Research Day renamed to honor Holcomb’s legacy

In recognition of his leadership and legacy in developing and maintaining a scholarly focus for the healthcare professions at Baylor College of Medicine, the School of Allied Health Science’s annual Student Research Day will be renamed in honor of Dr. David Holcomb, dean of the School of Allied Health Sciences at Baylor.

The newly minted J. David Holcomb Student Research Day takes places each December a few days prior to the School’s commencement ceremony and includes a scientific poster competition for the graduating students.

“Naming the Research Day in his honor spotlights Dr. Holcomb’s ambition to integrate education of healthcare disciplines across the College,” said Dr. Robert McLaughlin, assistant dean and associate professor in the School of Allied Health Sciences. “Our students’ research, development and capstone projects allow faculty across Baylor and our affiliates to mentor our students and serve as judges in our poster competition to view the breadth of study that our students undertake.”

Dr. David Holcomb

Dr. David Holcomb

Upon learning that his name will be associated with the Allied Heath Student Research Day, Holcomb said, “this event has become a special learning experience for our students. It has evolved over the past nine years into an annual event involving 35 to 40 PA students, 25 to 38 faculty members who serve as judges and cash awards for the winners of the competition. I am very pleased to have been involved in developing the polices for operations, solving logistical issues, and scheduling the reviewers, and I marvel at the outstanding results our students produced. I am very honored to have my name associated with the event and look forward to further participation in such a worthy component of an outstanding academic program.”

Holcomb’s commitment to research in the allied health professions precedes the research day traditions. Since Holcomb’s arrival to Baylor College of Medicine in the 1970s, he has focused on developing young faculty along the route to professorships, and that involved research and publications.

“He is an absolutely tremendous mentor,” said Carl Fasser, professor and director of the Physician Assistant Program at Baylor.

With Holcomb’s guidance, the PA program went from a certificate program to a bachelor’s program and then to a master’s program in 1989. When the master’s program was introduced, it was decided that there would be a thesis or research component. At that time, no other PA program in the country had that type of requirement.

“Our decision was that if we’re going to do this, let’s be serious about it and truly develop the critical thinking skills of our students,” said Fasser. “The master’s paper required original research, and Dr. Holcomb shepherded that piece.”

Holcomb worked with younger faculty to ensure that they continued to develop their research capabilities and critical reasoning ability so that they could perpetuate the master’s paper requirement and research activities, said Fasser.

What started out as a paper requirement has evolved into a formal research requirement in the PA program, and the faculty decided that it was important to showcase research that the students do as well as include a formal review process and prizes. This turned into the annual research day.

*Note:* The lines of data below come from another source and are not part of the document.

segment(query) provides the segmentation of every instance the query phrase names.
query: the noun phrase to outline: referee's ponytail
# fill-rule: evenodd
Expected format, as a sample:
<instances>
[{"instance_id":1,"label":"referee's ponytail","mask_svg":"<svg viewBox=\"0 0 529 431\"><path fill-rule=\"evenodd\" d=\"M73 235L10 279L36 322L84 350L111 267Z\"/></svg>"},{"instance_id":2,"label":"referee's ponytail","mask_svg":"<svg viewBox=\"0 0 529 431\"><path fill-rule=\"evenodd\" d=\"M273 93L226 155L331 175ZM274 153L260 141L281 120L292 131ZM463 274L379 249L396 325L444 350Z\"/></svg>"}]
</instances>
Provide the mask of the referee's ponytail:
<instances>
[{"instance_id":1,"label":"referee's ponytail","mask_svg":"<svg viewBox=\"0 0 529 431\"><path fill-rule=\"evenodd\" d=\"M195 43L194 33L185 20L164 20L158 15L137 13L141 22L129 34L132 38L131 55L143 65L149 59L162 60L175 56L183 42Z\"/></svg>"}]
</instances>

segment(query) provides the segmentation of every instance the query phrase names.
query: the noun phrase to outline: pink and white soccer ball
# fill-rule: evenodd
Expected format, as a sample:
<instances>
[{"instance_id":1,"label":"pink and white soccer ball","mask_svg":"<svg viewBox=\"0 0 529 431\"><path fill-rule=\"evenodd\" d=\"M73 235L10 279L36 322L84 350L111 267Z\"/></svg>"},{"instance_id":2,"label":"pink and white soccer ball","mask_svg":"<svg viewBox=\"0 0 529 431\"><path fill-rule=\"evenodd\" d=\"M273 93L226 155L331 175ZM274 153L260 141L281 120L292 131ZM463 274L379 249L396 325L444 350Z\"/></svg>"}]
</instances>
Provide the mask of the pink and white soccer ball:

The research component has also found its way into the two other programs within the School of Allied Health Sciences – the nurse anesthesia and orthotics and prosthetics programs.

“He really has championed the scholarship of education and research within the allied health profession in a tremendous way,” said Fasser. “It’s very appropriate for the research day to be named in his honor.”

The research component has been sustained since 1990 and has continued to develop and evolve. Fasser notes that the secondary benefit of this is that it has helped faculty in the program continue to expand their research skills in order to serve as mentors to the students.

Student research projects encompass classic bench research along with applied clinical research and health services research.

According to Fasser, there are two dimensions of competence in clinical practice for PAs: practiced based learning and improvement, which involves analyzing and improving one’s practice, and systems based practice, which involves improving managing populations of patients, such as diabetics. This requires an evidence-based approach to practice.

“We use these research projects which are shaped in their area of interest to develop the needed critical thinking skills. The students look at a problem, figure out how to analyze it, collect and interpret the data, and figure out what their next step is. Practice-based learning and system-based practice forces them to take all of those things and apply them in a very focused way. A secondary benefit of the research process it that they can also review articles in clinical journals and understand qualities of studies that are published and understand what statistics means in the articles,” said Fasser.

About 20 percent of the papers are published in peer-reviewed academic or research journals each year.